The process GENERATE_PROTEINS_FROM_VCF and the underlying script variants2fasta.py need to get a complete overhaul. A few issues I ran into:

At least variant of the test data set produces additional protein entries, where 4 are redundant. There should be actually only one mutated protein added based on the varaint, since it is a missense mutation.
The whole mutated protein is added instead of only the mutated peptides, which could introduce falsely annotated neo-epitopes
Parsing VEP files results in multiple issues. E.g. the protein position is expected to be an integer, however with VEP annotations v4.1 protein_postion is provided as position/length string
Somehow VEP annotated variants and their corresponding transcript ID are not found in ensembl, eventhough it is present on the webiste.

Leon-Bichmann commented 1 year ago

Hi Jonas, Just seen you opened this issue here and you are absolutely right, that script is not a great one and could be improved a lot.

About the first two points though, I think its not so important and you might want to consider these points: -> the redundant entries should not make much of a difference in the search + results and you might want to keep track which are all possible transcripts involved covering this variant. -> entering only the mutated peptides is not so easy as one would think, giving the length variants and including/excluding overlaps in there - Comet should handle this internally better. -> Finally there was a merge between theoretical/predicted neoepitopes and MS search identifications somewhere downstream in the pipeline script "resolve_neoepitopes.py". Back when we wrote this part we thought that would be the best way to deal with it.
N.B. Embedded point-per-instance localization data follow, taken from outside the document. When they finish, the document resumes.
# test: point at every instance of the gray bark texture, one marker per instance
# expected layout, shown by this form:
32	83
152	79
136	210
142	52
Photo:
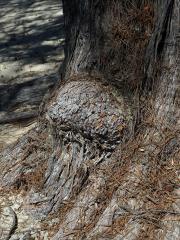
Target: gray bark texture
103	161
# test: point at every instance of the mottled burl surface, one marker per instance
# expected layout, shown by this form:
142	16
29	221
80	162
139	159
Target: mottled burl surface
91	108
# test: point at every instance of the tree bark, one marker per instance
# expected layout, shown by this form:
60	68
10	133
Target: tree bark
111	131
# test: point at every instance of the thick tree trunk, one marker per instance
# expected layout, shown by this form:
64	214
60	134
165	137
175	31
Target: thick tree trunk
109	166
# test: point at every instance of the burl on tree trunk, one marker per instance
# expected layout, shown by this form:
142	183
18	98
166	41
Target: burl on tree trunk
103	161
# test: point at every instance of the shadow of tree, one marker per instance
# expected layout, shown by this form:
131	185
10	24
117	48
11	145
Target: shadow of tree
31	50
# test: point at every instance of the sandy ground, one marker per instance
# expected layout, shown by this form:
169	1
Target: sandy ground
31	47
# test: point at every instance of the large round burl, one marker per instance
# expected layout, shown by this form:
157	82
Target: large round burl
90	108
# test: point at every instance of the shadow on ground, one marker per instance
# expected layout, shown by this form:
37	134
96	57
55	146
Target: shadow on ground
31	51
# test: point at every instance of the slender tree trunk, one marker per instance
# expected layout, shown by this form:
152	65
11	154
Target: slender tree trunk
111	131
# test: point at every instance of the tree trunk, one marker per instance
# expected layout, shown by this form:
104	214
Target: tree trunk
102	164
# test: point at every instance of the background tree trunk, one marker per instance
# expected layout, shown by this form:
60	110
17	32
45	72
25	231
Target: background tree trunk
109	167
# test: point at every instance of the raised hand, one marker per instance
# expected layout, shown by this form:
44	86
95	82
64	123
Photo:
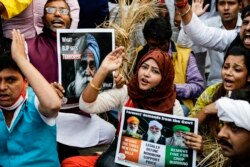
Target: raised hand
193	141
18	45
58	88
113	60
197	7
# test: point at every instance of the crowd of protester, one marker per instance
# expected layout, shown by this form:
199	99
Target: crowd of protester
168	77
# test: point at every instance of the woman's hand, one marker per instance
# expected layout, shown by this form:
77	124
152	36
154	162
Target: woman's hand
113	60
58	88
193	141
210	109
18	45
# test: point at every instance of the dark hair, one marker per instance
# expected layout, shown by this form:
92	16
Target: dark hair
164	12
235	51
240	51
158	29
245	12
212	121
8	63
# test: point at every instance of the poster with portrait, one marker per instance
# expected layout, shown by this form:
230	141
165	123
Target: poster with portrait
152	139
80	53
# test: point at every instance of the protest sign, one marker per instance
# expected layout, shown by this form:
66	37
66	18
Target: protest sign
80	52
160	143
If you have a better approach for this feel free to improve upon this part.

jonasscheid commented 1 year ago

Hey Leon!

Thanks for the input!

Regarding point 1: Suggesting you have a mutated sequence: SYFPEITHISIFPEITHI, where the substring SI(mutated here)FPEITHI is altered. Then you would let comet search for the wildtype subsequenceSYFPEITHIS twice and potentially annotate a hit with a mutated accession, eventhough its wildtype. I would guess that is somehow resolved downstream with these python scripts. Maybe it would make sense to immediately pass a mutated accession through the pipeline and filter for them at the end or sth. But I guess I need to understand first whats happening in these python scripts 😄 .
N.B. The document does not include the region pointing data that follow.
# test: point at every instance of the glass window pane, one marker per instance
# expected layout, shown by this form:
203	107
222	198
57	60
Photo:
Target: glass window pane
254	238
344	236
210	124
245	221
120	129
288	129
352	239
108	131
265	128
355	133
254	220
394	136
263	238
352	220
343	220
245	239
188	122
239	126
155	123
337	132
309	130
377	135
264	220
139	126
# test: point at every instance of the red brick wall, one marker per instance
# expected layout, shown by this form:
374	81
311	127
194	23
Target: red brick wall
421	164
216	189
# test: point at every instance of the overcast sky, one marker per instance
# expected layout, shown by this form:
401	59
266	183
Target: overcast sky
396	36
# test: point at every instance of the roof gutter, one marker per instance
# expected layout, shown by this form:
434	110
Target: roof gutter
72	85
Regarding point 2: I agree, however i think we can benefit now from the implementation in nf-core/epitopeprediction. There, also more complex variants are handled, e.g. transcripts with multiple mutation sites

Leon-Bichmann commented 1 year ago

Ok sure and sounds good to replace parts of it with the epitopeprediction - especially point 2. Just wanted to add this quickly in here without going to much into detail with the SYFPEITHI sequence that the way it was done for point 1 was intentionally not a bug, because we didn't figure out another better way back then.